Уже сбитый с толку, растерявшийся Дугаев начал шарить по карманам и из бокового в куртке извлек ключи.
– Забыл выложить, – задергал он головой.
– И два месяца таскали их с собой? – спросил Михальченко.
– Зачем? – искренне вырвалось у Дугаева. – Они обычно в ящичке… А… Ну да… – понял он свой промах и умолк.
– Облегчить мне вашу душу, Дугаев? – подмигнул Михальченко.
Тот не ответил, сидел понуро.
– Тогда слушайте. Вы сделали три ходки со склада "Промимпортторга". Первый раз вывезли ящики с электроникой, во второй – коробки с краской, а на днях – пластиковые мешки с гранулами. Все это засунули к себе в гараж. Позавчера раненько-раненько вы взяли ключи из ящичка на кухне и уехали на Волынь. У меня все складно, Дугаев?
Дугаев молча мял пальцы так, что они хрустели.
– Что в гараже, Дугаев? Только не врите, мы же поедем, проверим.
– Некоторая аппаратура… Чужая…
– И все? – как бы наивно спросил Михальченко.
– Да.
– С аппаратурой разберемся, чья она. А вот, куда девалась краска? Когда и куда вы перепрятали мешки с гранулами? Мы ведь нашли несколько гранул возле вашего гаража. Мы их не тронули, Дугаев, они там лежат. Вы, конечно, можете сказать, что это мы вам подложили. Есть такой соблазн, а Дугаев? А что, если немножко гранул высыпалось и в гараже? А он у вас заперт и ключи от него у вас. Вы все поняли теперь? – закончил Михальченко.
– Понял, – сипло ответил Дугаев.
– Так где же коробки с краской?
– Отвез на Волынь… Продал одному слесарю по кузовным работам.
– А мешки с гранулами?
– Высыпал на свалку.
– Теперь вам остается рассказать, кто скомандовал вывезти, а вернее выкрасть груз со склада, как вы узнавали, когда надо приехать на склад за грузом. Ведь вы брали именно груз фирмы "Золотой ячмень". С чего бы? Хотите рассказать все?

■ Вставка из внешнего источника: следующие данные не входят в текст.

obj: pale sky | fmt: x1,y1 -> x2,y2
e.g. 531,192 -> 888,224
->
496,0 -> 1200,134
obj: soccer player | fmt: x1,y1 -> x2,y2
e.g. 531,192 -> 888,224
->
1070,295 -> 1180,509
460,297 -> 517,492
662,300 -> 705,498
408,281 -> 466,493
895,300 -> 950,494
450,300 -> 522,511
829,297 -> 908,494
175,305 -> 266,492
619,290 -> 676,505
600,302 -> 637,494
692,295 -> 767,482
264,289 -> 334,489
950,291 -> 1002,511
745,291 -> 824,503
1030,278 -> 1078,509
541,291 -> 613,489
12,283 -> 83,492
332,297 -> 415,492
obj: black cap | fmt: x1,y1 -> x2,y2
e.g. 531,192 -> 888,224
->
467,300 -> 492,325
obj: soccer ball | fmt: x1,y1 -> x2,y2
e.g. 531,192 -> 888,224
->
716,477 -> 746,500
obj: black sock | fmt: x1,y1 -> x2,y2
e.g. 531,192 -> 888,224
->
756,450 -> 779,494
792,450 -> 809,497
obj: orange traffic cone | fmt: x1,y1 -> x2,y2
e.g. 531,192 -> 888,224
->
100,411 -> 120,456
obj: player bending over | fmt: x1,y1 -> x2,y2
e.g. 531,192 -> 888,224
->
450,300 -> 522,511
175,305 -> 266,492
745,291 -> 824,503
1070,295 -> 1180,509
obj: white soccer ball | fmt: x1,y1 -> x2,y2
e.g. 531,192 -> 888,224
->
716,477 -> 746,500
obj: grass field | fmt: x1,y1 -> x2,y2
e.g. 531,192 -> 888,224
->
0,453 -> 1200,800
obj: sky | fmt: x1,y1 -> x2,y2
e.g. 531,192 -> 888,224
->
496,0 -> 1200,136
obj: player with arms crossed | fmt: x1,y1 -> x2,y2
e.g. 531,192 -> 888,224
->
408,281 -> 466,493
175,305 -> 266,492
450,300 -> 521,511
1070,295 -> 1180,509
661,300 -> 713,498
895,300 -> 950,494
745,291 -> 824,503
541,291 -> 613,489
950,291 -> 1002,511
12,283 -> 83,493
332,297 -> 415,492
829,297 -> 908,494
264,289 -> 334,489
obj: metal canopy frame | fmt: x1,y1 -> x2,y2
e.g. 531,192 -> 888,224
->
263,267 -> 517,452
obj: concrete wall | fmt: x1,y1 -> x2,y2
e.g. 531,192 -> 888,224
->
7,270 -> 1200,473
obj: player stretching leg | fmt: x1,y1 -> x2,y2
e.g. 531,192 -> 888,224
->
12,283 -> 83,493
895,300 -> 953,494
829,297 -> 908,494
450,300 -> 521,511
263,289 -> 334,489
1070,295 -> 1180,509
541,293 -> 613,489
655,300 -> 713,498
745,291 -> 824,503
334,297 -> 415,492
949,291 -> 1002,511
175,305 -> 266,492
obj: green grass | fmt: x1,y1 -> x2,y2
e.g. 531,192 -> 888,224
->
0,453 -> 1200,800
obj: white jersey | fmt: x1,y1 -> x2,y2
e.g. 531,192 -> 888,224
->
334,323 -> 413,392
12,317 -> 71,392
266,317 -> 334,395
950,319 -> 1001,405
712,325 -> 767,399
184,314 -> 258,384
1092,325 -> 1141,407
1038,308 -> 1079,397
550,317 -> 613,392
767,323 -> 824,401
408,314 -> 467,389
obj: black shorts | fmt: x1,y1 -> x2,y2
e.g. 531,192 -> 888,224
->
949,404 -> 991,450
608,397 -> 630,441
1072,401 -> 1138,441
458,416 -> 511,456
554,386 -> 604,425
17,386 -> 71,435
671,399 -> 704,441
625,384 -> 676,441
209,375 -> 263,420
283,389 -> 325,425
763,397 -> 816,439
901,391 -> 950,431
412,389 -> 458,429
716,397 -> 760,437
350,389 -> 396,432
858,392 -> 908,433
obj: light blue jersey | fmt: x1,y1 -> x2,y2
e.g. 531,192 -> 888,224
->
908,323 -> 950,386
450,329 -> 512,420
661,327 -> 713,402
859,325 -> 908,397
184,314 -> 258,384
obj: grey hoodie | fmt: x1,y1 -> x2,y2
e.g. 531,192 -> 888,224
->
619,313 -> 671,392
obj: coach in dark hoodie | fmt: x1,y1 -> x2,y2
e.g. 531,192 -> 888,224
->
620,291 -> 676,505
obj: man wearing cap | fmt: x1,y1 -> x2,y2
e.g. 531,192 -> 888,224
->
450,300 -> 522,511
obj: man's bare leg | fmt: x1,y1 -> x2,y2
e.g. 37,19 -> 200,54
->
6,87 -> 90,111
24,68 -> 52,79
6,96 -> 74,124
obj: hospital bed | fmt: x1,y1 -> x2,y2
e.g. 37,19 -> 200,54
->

Дугаев долго молчал, возможно, припоминая весь их разговор, места, в которых он влетел в ловушки, и, убедившись, что их достаточно много, слегка кивнул.

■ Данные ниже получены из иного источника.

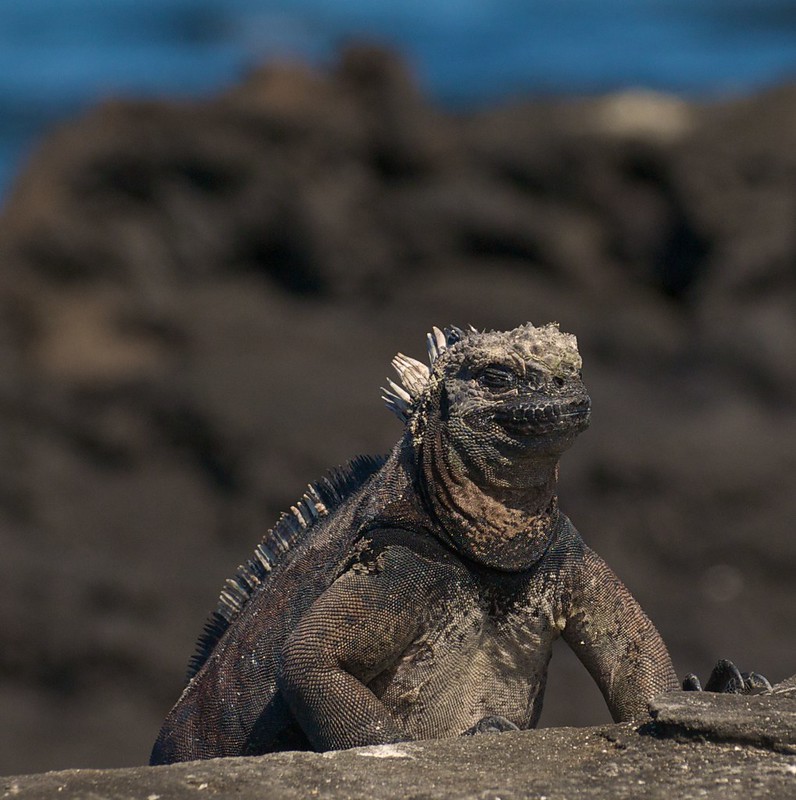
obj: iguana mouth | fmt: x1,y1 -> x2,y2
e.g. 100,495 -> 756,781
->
494,397 -> 591,436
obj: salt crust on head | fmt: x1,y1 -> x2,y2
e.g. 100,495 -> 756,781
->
382,322 -> 583,421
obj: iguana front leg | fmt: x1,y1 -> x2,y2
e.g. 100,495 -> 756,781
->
563,548 -> 678,722
683,658 -> 771,694
279,547 -> 442,751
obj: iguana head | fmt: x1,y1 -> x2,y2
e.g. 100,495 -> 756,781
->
384,323 -> 591,472
384,323 -> 591,569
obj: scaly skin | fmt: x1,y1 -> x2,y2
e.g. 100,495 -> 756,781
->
152,325 -> 677,763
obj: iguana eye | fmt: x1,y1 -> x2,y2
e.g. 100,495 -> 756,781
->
478,364 -> 517,392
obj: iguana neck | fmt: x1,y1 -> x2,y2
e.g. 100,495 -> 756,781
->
415,427 -> 559,572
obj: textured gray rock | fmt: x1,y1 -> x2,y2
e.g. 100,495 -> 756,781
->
650,690 -> 796,752
6,725 -> 796,800
6,679 -> 796,800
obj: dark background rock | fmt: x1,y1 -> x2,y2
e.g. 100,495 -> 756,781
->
0,47 -> 796,773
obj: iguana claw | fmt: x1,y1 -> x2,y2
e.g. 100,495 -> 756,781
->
462,714 -> 519,736
683,658 -> 771,694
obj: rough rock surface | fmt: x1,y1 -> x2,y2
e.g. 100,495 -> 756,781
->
6,680 -> 796,800
0,48 -> 796,773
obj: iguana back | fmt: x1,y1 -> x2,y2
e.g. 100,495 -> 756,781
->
151,456 -> 386,764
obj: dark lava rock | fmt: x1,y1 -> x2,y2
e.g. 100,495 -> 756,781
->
0,47 -> 796,774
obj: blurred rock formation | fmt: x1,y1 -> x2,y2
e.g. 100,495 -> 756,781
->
0,46 -> 796,773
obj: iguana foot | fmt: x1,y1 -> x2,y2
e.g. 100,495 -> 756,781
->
462,714 -> 519,736
683,658 -> 771,694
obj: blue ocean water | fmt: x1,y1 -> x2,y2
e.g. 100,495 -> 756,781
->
0,0 -> 796,196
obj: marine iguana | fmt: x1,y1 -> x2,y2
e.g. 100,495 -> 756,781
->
151,323 -> 764,764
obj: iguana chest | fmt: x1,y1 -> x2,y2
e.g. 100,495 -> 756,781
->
369,580 -> 560,738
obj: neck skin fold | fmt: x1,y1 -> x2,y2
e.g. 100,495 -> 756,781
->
415,428 -> 559,572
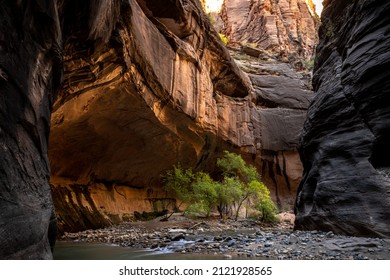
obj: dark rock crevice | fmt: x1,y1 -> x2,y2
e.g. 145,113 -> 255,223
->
295,0 -> 390,236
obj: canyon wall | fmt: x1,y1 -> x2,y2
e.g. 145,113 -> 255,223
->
0,1 -> 62,259
0,0 -> 311,258
49,0 -> 311,232
295,0 -> 390,237
220,0 -> 319,61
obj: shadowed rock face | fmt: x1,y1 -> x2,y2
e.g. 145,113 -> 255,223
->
0,0 -> 310,258
221,0 -> 318,60
49,0 -> 311,232
295,1 -> 390,236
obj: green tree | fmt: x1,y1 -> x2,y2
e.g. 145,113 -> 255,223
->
163,164 -> 195,212
217,177 -> 242,219
163,151 -> 277,222
186,172 -> 219,217
217,151 -> 276,220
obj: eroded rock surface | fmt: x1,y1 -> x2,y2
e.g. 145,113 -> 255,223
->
0,0 -> 310,258
49,0 -> 310,234
295,0 -> 390,236
0,1 -> 61,259
221,0 -> 318,61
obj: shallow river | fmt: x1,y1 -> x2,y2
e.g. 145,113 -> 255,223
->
54,241 -> 225,260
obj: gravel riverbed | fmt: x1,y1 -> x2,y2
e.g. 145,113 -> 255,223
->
60,217 -> 390,260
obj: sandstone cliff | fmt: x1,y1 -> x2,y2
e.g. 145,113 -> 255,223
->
0,0 -> 311,258
221,0 -> 318,62
295,0 -> 390,236
49,1 -> 310,232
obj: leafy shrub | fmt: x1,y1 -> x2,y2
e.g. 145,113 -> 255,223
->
163,151 -> 277,222
218,33 -> 229,45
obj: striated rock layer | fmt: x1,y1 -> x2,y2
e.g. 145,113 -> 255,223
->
49,0 -> 310,232
295,0 -> 390,236
221,0 -> 318,61
0,0 -> 311,258
0,1 -> 61,259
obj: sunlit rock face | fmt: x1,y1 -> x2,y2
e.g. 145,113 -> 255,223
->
295,0 -> 390,236
49,0 -> 310,232
0,0 -> 310,254
221,0 -> 318,60
49,1 -> 256,231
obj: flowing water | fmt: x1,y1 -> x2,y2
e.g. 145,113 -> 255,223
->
54,241 -> 227,260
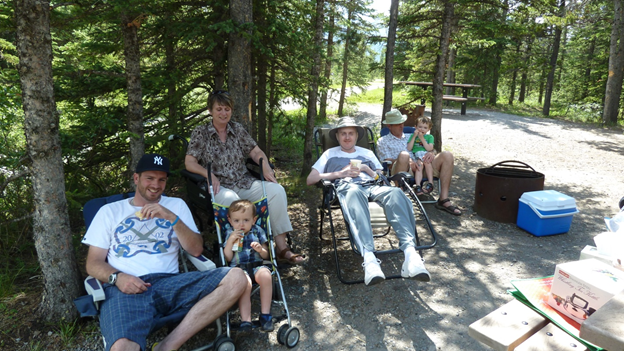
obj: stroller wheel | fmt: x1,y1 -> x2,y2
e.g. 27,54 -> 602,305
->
273,281 -> 282,301
277,324 -> 288,345
214,335 -> 236,351
284,327 -> 300,349
277,324 -> 300,349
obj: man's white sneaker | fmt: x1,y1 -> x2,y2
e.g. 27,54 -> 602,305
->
362,259 -> 386,285
401,255 -> 431,282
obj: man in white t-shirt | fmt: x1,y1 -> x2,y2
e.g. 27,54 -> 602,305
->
82,154 -> 247,351
307,117 -> 431,285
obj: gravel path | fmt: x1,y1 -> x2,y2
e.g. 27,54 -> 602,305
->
262,105 -> 624,350
54,105 -> 624,351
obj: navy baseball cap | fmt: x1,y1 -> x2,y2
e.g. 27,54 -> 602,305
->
135,154 -> 169,176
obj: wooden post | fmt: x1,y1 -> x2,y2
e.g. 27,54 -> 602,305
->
461,88 -> 468,116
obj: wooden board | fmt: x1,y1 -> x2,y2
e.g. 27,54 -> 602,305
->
579,291 -> 624,351
442,95 -> 468,102
468,299 -> 548,351
515,323 -> 587,351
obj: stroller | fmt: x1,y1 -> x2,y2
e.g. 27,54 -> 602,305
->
207,159 -> 300,348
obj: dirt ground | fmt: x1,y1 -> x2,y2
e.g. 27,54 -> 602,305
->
230,106 -> 624,351
8,105 -> 624,351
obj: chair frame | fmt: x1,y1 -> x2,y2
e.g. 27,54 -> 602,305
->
314,127 -> 437,284
379,126 -> 441,204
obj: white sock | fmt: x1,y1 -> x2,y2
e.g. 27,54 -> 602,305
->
364,250 -> 377,262
403,246 -> 418,261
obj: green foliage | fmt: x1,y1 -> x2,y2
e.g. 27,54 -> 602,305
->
59,320 -> 80,345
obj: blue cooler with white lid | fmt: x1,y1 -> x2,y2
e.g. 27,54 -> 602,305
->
516,190 -> 579,236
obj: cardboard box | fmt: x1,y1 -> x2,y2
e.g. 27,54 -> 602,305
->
548,258 -> 624,323
579,245 -> 613,266
516,190 -> 578,236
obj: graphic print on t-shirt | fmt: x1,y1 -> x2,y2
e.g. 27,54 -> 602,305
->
113,214 -> 174,257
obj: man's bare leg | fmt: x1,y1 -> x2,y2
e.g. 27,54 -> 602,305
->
155,268 -> 247,350
431,151 -> 461,213
392,151 -> 410,174
111,338 -> 141,351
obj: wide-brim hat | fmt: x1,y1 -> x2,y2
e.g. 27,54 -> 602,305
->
329,117 -> 366,141
135,154 -> 169,176
384,109 -> 407,124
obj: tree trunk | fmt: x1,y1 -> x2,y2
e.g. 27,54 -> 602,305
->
509,43 -> 521,105
211,35 -> 227,90
338,8 -> 353,117
446,49 -> 457,95
518,38 -> 533,102
267,58 -> 278,157
301,0 -> 325,177
431,0 -> 455,152
228,0 -> 253,133
256,54 -> 271,153
165,31 -> 186,169
557,25 -> 568,82
15,0 -> 82,323
537,44 -> 552,104
542,0 -> 565,116
488,0 -> 509,105
381,0 -> 399,124
602,0 -> 624,125
581,36 -> 596,99
319,0 -> 336,120
121,13 -> 145,179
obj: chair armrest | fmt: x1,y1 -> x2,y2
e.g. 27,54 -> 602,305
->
184,251 -> 217,272
84,276 -> 106,302
381,160 -> 392,176
180,169 -> 206,184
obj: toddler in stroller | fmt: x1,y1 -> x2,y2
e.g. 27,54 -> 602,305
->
223,200 -> 273,332
207,159 -> 300,348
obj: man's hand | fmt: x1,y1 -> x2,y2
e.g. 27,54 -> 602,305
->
422,151 -> 435,163
249,241 -> 263,252
139,203 -> 176,223
262,165 -> 277,183
210,173 -> 221,195
340,164 -> 360,178
115,272 -> 152,294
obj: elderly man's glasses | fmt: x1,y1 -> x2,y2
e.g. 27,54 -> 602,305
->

– Только письменно, Дугаев, так вам легче будет, – Михальченко, осмотревшись, увидел на полочке под стопкой брошюр пачку серой бумаги, взял на ощупь и положил перед Дугаевым. – Подробно, Дугаев, но без фантазий. – Потом снял трубку и позвонил в бюро Левину: "Ефим Захарович, не уезжайте, дождитесь меня. Дугаев исповедуется…"
27
Ночь выдалась тяжелая: до половины третьего вызывали несколько раз на консультации: в хирургию, в терапию и в кардиологию, а затем подряд привезли четыре инсульта, да все тяжелые. Утром, когда ординаторская заполнилась, коллега сказал Костюковичу, что его разыскивала Каширгова. Он удивился – знал, что она на курсах, но не знал, что вернулась. После пятиминутки позвонил ей в отделение.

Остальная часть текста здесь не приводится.